Law is necessarily a dynamic force and component of society: Legal principles, the legal culture and legislation all change regularly. When society changes, legislation is the first of these to react – sometimes even a bit too readily. Mostly it is enough to interpret old legislation by a new way in a new environment.

Recognizing and acting on the need for a wholly new body of legislation involves rather more effort. We are even slower to notice changes in legal principles and slower still to detect changes in our legal culture. On balance, law is at once a dynamic and a conservative phenomenon. The legal profession counts amount the most conservative.

Change in a society and change in a state are different matters. This is yet another distinction we fail to make.

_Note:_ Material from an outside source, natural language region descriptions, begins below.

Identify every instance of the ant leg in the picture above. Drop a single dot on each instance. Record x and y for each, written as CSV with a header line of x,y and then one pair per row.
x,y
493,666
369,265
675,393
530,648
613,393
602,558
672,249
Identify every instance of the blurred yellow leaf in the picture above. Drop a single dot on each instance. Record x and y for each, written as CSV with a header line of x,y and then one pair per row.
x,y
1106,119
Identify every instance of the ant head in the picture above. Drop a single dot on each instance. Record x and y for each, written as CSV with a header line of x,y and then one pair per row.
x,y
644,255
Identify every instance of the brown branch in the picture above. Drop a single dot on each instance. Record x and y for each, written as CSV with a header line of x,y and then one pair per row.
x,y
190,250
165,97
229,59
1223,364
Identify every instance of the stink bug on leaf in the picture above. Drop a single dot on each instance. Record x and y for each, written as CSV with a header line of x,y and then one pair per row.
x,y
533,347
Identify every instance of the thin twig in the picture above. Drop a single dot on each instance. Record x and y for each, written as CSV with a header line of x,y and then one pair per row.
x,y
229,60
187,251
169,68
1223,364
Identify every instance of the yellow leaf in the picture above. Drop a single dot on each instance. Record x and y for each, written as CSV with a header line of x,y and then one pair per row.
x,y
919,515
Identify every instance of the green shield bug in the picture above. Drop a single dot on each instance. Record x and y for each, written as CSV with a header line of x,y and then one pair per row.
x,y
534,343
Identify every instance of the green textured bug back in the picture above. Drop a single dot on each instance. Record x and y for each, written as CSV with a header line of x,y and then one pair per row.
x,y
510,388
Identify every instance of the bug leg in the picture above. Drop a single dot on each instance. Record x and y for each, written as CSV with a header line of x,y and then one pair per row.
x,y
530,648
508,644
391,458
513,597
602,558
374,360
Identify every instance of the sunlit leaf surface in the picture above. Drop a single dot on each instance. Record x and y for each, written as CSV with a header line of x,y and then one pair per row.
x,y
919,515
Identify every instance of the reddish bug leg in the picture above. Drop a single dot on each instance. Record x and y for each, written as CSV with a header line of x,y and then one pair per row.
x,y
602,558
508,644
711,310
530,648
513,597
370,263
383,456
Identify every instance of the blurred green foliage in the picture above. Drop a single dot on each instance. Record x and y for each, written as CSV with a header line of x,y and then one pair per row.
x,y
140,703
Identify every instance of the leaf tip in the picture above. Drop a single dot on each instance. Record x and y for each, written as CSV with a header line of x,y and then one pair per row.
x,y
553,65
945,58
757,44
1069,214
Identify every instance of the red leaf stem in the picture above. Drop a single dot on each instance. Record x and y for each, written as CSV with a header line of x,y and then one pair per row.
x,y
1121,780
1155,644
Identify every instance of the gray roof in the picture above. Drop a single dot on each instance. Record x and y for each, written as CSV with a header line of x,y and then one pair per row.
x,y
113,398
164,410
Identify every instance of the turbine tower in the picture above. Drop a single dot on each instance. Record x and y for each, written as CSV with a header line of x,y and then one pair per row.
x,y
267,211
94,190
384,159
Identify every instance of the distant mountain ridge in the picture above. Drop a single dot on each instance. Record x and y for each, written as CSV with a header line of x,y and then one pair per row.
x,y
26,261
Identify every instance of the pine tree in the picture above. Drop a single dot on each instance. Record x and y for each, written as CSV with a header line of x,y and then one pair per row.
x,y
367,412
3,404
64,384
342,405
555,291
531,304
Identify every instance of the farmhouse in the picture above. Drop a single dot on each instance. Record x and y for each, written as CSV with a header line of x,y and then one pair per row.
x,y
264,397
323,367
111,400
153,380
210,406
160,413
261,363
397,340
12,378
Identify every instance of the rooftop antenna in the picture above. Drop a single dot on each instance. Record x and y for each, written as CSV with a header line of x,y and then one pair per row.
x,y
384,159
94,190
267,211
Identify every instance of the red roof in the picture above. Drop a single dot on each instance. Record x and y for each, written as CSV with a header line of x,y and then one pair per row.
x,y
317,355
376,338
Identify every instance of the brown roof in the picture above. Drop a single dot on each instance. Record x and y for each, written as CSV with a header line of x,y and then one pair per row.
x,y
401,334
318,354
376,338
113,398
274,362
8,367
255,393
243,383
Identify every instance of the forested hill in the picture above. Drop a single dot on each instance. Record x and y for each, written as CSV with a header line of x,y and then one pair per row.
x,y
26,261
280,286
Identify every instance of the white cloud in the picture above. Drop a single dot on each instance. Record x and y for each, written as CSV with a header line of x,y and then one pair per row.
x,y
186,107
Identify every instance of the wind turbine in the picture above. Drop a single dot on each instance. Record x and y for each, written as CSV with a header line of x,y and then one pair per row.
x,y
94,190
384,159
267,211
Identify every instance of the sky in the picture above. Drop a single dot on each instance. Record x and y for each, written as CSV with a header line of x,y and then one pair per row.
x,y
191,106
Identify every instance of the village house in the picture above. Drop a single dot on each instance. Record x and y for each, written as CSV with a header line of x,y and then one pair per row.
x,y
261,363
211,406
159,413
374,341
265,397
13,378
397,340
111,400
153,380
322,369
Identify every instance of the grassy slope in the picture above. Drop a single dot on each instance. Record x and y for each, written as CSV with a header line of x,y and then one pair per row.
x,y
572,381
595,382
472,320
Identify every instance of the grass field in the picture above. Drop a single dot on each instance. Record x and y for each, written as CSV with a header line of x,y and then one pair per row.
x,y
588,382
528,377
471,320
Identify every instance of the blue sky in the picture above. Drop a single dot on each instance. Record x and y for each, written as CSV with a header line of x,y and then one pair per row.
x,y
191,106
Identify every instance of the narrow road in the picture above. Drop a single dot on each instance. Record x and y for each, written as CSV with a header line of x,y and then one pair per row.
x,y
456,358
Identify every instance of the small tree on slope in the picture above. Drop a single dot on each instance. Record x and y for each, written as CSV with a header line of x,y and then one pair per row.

States are usually the slower to change. In the Nordic countries today we speak of the European constitutional state. It is an old concept that has taken on new vitality with the conclusion of human rights treaties and the establishment of the European Union. The rights of the individual are protected much earlier and more vigorously than before. We are fully justified in speaking of a legal superhighway that should provide the most direct route from human and fundamental rights to the interpretation of individual provisions in the law.

The society we live in today is a network society, the state a constitutional state. This combination changes law significantly: One can see legislation, legal principles and the legal culture all changing. The meeting of old and new is conspicuous. If nothing else, our world of legal concepts is being rapidly reshaped. Much of what we do we now do on networks – in new ways, using new concepts and, to some extent, applying new principles.

The Network Society compels us to reflect on the legal significance of information security in a new way. On the technical end, we have been slow to wake up to the realities of information security and the need to study it closely. Where the legal ramifications are concerned, we have been even slower. On the European level, we have even gone so far as to think that best practices would suffice.

This is not the right way ahead in a constitutional state. Electronic communications, e-commerce and information management – all core processes of the Network Society – require an environment where information is secure. We exercise our fundamental rights to an increasing extent on networks. This unequivocally requires that information security be included among our fundamental rights. It is an element of the essential social contract that underpins the Network Society. The routes that information and legal information follow should run parallel over their full length. Information networks are not solely or primarily a technical consideration from the point of view of information security.